Another practical implication would be the already popular notion of changing diversity of those in the field by changing interests (e.g., get girls interested in coding and engineering at an early age). While many of these interventions are relatively new efforts, their evaluation is important, particularly since—as we have already acknowledged—the reasons for lack of diversity in certain occupations may be multiple (e.g., discrimination and other barriers) and are not just based on interests. Interventions to develop interests may also need to be coupled with interventions to address other obstacles; for example, Woodcock, Hernandez, and Schultz (2015) demonstrated that a program for retaining underrepresented minorities in science was effective because of affecting students’ responses to stereotype threats, not just enhancing their academic knowledge and interest in science.

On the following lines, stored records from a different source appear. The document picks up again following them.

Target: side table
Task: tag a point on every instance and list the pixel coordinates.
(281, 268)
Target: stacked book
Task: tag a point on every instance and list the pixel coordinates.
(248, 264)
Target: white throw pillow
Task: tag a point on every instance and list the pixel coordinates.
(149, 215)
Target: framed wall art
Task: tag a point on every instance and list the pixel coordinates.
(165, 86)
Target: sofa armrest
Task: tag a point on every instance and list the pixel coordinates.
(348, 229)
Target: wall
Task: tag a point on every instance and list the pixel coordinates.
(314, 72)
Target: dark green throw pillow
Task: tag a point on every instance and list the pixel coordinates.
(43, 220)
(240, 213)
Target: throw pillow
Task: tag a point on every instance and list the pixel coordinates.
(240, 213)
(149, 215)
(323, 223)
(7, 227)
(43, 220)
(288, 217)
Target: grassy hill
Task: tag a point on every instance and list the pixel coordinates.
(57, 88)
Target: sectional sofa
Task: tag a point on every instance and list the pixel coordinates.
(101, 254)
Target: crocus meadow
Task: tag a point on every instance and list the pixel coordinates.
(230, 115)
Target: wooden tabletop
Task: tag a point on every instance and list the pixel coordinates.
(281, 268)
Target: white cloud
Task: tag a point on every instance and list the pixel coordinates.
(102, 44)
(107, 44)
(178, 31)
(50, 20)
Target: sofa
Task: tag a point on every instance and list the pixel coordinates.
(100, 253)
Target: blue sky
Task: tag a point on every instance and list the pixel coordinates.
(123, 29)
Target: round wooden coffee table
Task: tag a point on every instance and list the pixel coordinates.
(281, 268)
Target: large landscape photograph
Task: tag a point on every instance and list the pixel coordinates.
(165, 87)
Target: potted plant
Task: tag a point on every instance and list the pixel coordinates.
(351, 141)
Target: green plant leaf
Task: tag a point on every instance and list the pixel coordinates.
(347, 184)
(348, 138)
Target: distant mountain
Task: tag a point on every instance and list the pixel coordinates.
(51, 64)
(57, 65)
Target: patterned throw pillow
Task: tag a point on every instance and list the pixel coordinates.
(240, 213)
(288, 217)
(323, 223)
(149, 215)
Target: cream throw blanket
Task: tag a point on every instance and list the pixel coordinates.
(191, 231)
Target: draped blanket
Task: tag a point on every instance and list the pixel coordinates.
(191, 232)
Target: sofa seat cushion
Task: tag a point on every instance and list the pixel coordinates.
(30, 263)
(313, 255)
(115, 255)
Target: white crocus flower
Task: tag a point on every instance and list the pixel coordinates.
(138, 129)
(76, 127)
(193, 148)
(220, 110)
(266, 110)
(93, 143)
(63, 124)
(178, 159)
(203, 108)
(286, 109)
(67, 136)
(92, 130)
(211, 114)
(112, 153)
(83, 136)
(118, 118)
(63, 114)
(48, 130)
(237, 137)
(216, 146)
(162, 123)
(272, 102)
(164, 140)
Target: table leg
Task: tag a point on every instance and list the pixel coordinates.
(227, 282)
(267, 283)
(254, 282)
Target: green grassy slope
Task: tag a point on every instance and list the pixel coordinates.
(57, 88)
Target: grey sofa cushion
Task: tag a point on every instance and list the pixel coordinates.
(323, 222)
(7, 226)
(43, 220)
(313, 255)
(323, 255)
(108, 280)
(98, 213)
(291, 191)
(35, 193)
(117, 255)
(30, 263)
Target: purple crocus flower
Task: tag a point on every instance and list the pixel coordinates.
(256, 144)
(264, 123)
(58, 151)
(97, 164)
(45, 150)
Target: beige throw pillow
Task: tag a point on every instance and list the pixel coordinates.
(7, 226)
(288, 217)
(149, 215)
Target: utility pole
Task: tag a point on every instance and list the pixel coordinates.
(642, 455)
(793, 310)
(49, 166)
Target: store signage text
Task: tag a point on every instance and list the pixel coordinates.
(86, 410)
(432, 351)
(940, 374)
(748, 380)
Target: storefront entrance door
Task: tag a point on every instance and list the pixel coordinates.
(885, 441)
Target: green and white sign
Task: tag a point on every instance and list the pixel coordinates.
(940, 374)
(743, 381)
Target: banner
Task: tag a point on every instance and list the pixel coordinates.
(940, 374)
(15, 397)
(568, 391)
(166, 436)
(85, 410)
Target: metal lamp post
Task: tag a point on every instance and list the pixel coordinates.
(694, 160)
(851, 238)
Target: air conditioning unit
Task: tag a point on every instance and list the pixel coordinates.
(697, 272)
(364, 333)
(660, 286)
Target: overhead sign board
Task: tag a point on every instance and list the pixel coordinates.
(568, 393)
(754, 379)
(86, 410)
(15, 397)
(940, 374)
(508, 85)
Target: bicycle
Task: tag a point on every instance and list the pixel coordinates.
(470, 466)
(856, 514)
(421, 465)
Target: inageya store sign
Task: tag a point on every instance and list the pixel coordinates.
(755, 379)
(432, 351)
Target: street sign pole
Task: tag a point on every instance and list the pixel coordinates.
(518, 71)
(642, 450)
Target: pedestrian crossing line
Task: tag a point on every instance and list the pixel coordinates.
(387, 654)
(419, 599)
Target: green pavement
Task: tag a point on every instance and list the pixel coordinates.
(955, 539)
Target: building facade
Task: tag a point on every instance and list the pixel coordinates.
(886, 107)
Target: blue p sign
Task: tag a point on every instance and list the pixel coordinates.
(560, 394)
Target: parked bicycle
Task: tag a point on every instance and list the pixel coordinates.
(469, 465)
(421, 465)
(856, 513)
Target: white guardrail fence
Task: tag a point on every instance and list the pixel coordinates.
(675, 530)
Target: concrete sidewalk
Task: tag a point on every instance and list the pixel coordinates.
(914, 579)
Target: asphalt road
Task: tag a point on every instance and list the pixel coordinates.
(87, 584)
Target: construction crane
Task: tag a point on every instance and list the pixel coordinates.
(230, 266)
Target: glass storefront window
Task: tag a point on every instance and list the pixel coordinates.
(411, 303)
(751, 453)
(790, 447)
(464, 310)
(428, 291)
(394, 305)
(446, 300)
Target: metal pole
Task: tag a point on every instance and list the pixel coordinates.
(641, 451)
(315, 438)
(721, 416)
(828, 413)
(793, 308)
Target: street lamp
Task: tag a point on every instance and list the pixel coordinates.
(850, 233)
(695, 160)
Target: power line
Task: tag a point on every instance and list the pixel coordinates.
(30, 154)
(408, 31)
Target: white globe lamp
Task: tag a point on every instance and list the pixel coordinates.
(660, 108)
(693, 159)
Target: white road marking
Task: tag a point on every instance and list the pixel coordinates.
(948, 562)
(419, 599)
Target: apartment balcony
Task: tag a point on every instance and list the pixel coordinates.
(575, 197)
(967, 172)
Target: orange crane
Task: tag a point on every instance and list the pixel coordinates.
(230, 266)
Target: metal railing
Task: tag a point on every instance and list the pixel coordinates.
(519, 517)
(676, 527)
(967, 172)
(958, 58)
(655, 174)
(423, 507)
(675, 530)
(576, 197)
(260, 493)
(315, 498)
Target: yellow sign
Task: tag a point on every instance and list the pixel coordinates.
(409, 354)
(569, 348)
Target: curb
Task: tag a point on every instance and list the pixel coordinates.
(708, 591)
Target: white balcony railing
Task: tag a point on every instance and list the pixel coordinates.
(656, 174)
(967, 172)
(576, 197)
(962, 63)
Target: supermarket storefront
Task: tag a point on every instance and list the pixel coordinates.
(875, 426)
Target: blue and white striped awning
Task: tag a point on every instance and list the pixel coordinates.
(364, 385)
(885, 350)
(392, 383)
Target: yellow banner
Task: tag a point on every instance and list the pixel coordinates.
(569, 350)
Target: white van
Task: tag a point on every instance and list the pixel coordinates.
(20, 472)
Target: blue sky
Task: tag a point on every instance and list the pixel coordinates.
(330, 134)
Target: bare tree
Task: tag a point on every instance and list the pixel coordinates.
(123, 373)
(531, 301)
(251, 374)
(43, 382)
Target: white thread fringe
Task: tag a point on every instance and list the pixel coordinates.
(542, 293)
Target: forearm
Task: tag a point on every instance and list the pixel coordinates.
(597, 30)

While there may appear to be other practical implications easily drawn from this chapter, we would urge caution in plunging ahead to implement those related to employee selection. For example, one might conclude that there is a need to eliminate group differences on interest inventories by designing tools organizations can use in selection that do not show gender differences. While doing so might be quite feasible, it can occur at the cost of the construct validity of the measures and coverage of the content range of interests. As has been widely acknowledged by organizational psychologists, one does not wish to make tradeoffs between validity and diversity in selection contexts but may end up doing so (Ployhart & Holtz, 2008); considering ways to use interest inventories effectively in hiring processes while minimizing any potential adverse impact is important.

Summary and Conclusions

In this chapter, we have connected vocational interests and diversity in organizations in two distinct ways: through examining how diversity in interests affects team and organizational outcomes and through examining how interests affect the demographic diversity of workforces. In both cases, there is surprisingly limited research on which to draw conclusions, suggesting that making these connections is a worthwhile direction for enhancing our understanding of the importance of vocational interests in the workplace.